Urban Meyer: "No Chance" College Football Moves to the Spring

Brendan Gulick

The last week has been filled with debate on when (or if) the college football season should be kicked off. One of the ideas that seems to be gaining some traction is the idea of a spring season. Former Ohio State head coach Urban Meyer isn't interested.

Meyer is an analyst for FOX College Football and had this to say on the topic:

"When you play a long season and when you get to spring practice,” Meyer said on a segment on Fox’s Big Noon Kickoff. “When you play 2,000 competitive reps, your body is not ready for contact in three months or two months. It’s not. I would not put those players in harm’s way.”

If the Buckeyes, or any other national championship contender for that matter, played as many as 15 games in the spring, and then turned around and played as many as 15 more games for the 2021 season (assuming it kicks off as scheduled), you're talking about potentially playing 30 games in a nine month stretch. Even team that aren't as competitive and only play 12 games in each of those situations would still play 24 games in that same stretch. That's an awful lot of football and significantly more than what those student-athletes have been used to in years past.

It certainly brings up the question of player safety.

“You talk about student-athlete welfare,” Meyer said. “No chance — you’re not doing that.”

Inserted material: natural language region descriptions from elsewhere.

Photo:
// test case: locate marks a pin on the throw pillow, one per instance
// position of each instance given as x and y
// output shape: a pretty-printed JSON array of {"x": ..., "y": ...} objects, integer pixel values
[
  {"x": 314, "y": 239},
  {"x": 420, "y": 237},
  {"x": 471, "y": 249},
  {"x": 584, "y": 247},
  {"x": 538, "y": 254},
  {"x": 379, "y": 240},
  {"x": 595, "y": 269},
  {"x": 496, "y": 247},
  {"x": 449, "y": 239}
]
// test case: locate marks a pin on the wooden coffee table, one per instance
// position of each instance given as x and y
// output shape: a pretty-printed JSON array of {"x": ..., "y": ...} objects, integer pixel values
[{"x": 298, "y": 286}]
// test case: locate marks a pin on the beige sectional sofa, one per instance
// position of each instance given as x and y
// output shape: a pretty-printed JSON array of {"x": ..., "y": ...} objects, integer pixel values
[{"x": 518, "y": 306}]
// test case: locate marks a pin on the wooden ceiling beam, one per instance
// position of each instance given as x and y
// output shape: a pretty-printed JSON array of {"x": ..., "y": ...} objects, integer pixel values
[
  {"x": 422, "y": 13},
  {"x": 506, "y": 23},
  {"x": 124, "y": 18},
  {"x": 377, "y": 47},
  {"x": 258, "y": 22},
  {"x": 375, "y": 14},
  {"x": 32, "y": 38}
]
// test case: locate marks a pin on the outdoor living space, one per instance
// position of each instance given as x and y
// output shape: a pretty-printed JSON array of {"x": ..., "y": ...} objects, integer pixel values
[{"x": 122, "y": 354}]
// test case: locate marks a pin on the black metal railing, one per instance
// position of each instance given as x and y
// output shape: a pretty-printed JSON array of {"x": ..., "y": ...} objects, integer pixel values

Meyer also inferred that the overall product would suffer if they move to a spring season because the best players in the country would likely choose not to play.

“If I’m Trevor Lawrence or Justin Fields, or (Chris) Olave, some of these high, high draft picks — I’m not playing,” Meyer said. “I’m getting to go make some money and go earn a living and support my family.”

While it's possible the NFL could move the draft out of it's typical April home, that is seen as extremely unlikely. Multiple national reporters have indicated that NFL sources told them they aren't interested in changing their draft plans.

Ohio State recently suspended all voluntary workouts because of a small CoVID-19 outbreak on campus and the University of Maryland made the same decision on Saturday. The Big Ten announced Thursday that all fall sports would only compete (if they are allowed to play) against other teams within the conference.

Whether or not this season will be played is one question. Determining when it would be played is certainly part of that conversation. Time is no longer on college football's side, so fans should expect an answer fairly soon. In the meantime, all they can do is hope that the pandemic's effects subside and playing fall sports becomes less of a question.